2023年4月23日日曜日

古代史と現代史

   私の生活圏が京都というよりも奈良文化圏であることは度々書いてきたが、そういうことから奈良の歴史、とりわけ奈良時代やそれ以前の古代史に自然に興味を持ち学ぶようになった。
 ところがロマンあふれる(はずの)古代史は、遺跡の破壊とそれに対する保存運動の歴史を抜きに語ることもできず、当然に成り行き上、近代史・現代史まで学ぶこととなった。

 また、いわゆる陵墓に指定されている古墳の被葬者と考古学的遺物の年代が矛盾する問題など、政治と学術的到達点の相違を賢明に理解・判断していかないと、ややもすれば古代史は、皇国史観、戦時体制に大いに寄与し、学問を素直に極めようとする者を「非国民」などといって暴力的に弾圧さえしてきたのもまた「歴史」だった。
 学術会議法改正法案の問題はここにある。

 現代、いわゆる従軍慰安婦など歴史的に存在しなかったかのような発言をする政治家がいる。
 「ある事実を直接知っている(見ていた)人々(世代)がこの世を去るとき歴史は大いに変更(修正)される」とは東大の史料編纂室編の本にある指摘であるが、そう思うと、日中戦争、太平洋戦争後78年、なぜ今学術会議法改正案なのかが見えてくるではないか。

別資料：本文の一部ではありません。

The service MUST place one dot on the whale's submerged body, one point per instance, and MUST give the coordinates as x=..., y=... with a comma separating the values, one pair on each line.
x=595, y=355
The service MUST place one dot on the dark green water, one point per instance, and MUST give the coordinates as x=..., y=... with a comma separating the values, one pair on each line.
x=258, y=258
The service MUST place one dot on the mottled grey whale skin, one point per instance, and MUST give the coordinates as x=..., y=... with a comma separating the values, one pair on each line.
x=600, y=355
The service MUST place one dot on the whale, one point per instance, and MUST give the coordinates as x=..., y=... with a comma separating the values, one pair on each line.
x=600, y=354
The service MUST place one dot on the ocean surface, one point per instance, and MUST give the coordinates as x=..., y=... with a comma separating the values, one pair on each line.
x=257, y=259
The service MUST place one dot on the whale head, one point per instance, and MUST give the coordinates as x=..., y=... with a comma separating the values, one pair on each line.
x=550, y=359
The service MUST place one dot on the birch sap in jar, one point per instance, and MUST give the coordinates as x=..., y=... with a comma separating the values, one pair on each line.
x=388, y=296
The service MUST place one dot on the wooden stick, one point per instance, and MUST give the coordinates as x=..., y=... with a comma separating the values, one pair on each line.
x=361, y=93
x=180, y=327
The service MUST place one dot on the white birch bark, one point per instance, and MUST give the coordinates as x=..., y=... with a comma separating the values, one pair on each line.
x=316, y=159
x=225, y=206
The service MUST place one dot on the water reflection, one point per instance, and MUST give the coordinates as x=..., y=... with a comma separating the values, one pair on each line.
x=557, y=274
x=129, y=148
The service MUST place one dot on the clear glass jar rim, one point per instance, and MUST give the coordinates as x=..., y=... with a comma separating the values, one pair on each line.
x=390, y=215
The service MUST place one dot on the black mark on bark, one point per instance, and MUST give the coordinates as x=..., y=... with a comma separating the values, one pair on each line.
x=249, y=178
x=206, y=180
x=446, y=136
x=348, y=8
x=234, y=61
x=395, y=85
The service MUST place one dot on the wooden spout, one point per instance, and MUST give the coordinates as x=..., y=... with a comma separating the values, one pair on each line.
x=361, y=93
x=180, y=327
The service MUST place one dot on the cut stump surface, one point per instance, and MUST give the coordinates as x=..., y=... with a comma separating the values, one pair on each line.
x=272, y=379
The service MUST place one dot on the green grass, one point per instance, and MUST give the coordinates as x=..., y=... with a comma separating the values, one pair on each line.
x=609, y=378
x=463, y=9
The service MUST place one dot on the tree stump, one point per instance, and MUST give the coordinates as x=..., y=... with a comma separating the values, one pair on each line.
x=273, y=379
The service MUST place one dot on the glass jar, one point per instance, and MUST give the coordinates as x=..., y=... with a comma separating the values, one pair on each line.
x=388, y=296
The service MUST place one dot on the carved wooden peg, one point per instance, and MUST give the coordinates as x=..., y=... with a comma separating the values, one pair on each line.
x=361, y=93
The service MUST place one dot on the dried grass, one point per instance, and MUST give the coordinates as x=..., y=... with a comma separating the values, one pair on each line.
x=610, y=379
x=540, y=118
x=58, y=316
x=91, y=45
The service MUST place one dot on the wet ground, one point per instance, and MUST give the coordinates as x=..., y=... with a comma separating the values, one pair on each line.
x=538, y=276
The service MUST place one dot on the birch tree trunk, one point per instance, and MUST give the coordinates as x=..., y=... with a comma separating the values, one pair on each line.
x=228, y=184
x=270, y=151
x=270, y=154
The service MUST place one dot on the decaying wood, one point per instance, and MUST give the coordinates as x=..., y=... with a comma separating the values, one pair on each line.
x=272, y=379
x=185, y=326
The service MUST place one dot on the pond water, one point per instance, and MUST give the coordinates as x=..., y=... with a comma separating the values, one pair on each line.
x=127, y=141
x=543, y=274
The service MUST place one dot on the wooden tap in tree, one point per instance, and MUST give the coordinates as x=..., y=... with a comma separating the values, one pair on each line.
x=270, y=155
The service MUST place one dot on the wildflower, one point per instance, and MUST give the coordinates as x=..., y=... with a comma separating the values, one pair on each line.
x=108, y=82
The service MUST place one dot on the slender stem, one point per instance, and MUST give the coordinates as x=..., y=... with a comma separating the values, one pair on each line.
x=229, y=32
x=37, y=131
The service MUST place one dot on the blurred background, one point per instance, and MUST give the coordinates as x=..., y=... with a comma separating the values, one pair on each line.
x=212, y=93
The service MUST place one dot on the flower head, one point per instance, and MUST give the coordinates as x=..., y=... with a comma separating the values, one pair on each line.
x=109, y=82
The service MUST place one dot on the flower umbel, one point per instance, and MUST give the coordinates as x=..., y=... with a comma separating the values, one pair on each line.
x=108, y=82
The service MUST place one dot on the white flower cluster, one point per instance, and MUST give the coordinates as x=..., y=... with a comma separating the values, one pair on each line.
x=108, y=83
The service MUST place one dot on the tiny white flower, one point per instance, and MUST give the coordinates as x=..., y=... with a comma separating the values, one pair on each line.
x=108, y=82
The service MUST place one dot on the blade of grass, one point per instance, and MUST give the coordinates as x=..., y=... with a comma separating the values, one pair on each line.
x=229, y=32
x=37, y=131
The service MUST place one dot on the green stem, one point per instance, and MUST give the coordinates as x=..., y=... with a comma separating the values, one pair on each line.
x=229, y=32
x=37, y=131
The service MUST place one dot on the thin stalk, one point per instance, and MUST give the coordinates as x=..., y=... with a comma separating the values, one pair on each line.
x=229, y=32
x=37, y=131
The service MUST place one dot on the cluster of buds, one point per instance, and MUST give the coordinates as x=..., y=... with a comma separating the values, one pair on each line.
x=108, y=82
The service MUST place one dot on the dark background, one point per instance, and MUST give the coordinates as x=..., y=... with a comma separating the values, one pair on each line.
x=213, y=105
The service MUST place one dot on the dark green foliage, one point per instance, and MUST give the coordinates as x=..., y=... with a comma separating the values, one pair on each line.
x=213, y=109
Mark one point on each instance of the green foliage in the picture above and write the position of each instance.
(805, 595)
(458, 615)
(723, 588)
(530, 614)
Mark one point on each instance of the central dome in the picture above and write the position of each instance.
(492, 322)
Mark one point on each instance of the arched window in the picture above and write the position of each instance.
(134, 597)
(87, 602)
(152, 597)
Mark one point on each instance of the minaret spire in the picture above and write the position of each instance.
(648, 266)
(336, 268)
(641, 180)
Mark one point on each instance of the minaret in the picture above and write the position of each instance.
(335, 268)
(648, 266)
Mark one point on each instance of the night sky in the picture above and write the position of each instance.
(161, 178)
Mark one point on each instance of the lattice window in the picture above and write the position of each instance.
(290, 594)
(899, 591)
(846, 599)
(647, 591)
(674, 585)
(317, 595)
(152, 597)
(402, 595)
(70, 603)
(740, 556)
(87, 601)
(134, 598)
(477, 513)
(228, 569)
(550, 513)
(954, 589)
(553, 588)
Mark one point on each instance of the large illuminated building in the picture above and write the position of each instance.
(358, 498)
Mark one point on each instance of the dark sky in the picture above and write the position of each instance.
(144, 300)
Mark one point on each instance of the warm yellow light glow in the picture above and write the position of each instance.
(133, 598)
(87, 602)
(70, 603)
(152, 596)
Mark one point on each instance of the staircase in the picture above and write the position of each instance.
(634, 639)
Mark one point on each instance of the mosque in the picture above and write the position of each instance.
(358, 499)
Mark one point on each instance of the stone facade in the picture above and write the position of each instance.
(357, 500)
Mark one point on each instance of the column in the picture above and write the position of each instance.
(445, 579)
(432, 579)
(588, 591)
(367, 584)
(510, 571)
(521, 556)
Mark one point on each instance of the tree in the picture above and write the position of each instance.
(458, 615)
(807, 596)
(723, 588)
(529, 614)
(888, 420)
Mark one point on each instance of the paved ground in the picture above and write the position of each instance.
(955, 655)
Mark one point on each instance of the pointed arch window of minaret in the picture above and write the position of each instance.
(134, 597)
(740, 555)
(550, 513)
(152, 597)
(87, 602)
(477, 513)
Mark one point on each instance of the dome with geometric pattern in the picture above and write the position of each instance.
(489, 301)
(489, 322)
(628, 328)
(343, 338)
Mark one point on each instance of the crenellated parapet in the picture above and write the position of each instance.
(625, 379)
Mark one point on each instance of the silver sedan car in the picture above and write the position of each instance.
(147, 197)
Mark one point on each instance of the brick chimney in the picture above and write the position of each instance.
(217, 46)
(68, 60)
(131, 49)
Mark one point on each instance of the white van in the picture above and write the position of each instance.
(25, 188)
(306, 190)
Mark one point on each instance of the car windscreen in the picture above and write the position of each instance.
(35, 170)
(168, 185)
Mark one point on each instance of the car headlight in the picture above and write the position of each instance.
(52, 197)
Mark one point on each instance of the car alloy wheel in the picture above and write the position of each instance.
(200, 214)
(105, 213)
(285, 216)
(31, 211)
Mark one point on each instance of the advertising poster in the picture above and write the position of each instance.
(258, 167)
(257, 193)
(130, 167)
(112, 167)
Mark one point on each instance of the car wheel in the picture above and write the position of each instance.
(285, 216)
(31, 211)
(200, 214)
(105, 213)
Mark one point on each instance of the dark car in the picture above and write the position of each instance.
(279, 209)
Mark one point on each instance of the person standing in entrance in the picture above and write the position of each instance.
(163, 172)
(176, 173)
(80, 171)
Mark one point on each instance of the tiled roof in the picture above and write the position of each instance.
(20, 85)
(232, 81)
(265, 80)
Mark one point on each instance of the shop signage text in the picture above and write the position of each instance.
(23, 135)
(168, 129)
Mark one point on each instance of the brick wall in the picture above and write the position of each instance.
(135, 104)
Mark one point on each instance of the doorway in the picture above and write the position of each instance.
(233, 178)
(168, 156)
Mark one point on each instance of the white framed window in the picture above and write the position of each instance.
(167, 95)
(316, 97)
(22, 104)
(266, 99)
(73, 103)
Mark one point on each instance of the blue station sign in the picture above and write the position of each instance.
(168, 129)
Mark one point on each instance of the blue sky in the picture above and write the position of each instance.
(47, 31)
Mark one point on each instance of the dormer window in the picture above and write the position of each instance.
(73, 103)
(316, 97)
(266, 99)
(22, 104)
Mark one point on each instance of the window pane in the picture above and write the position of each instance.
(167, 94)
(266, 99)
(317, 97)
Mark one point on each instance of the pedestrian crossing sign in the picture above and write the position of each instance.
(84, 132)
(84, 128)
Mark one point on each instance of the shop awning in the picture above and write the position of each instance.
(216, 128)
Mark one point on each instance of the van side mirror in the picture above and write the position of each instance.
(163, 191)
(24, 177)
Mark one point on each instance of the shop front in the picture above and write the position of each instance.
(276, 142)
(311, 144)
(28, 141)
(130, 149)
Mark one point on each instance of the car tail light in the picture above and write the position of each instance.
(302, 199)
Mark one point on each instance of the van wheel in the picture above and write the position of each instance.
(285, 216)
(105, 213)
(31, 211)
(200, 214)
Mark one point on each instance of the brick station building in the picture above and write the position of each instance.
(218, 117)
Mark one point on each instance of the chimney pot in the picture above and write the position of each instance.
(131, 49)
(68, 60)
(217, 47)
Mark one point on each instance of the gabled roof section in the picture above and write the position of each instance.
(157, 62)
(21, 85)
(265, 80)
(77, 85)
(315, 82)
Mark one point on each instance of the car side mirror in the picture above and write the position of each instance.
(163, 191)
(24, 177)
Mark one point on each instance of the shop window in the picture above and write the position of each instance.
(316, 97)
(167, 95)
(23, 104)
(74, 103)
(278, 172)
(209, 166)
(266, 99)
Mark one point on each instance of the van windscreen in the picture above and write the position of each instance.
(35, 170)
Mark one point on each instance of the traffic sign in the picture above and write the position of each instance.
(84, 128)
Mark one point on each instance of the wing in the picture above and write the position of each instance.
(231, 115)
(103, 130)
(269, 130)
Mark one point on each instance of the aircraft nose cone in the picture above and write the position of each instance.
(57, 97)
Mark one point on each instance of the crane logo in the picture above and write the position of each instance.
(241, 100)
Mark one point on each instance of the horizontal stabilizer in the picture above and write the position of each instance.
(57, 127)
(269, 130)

 堂々公然たる事実なのになぜか蓋をされたかのような事実のほんの一端を書いてみると、古代史で避けて通れない平城宮跡の現代史になるのだが、1952年(昭和27年)朝鮮戦争下のそこに米軍のためのRRという施設が建造された。
 Rest and Recuperation Center とか言われるが、その施設の周辺が当時の言葉でいうパンパン宿、キャバレーとなり、売春婦が3000人を超えたという。
 それは勝手に生まれたのではなく、GHQの指示とはいえ、国や地方自治体も大いに参画し、女性たちには週1回の性病検査を行い、合格者には安全バッジを付けさせたとある。
 
 当然に周辺の街全体が荒み、学校の先生は早く登校して学校周辺のコンドームを片づけたりしたが、小学校ではパンパンごっこ遊びが流行ったと書かれている。

 学術会議法を見ていて、そんなことなどを考えた。写真は、平城京のいろんなことにも触れられている浜田博生氏の本。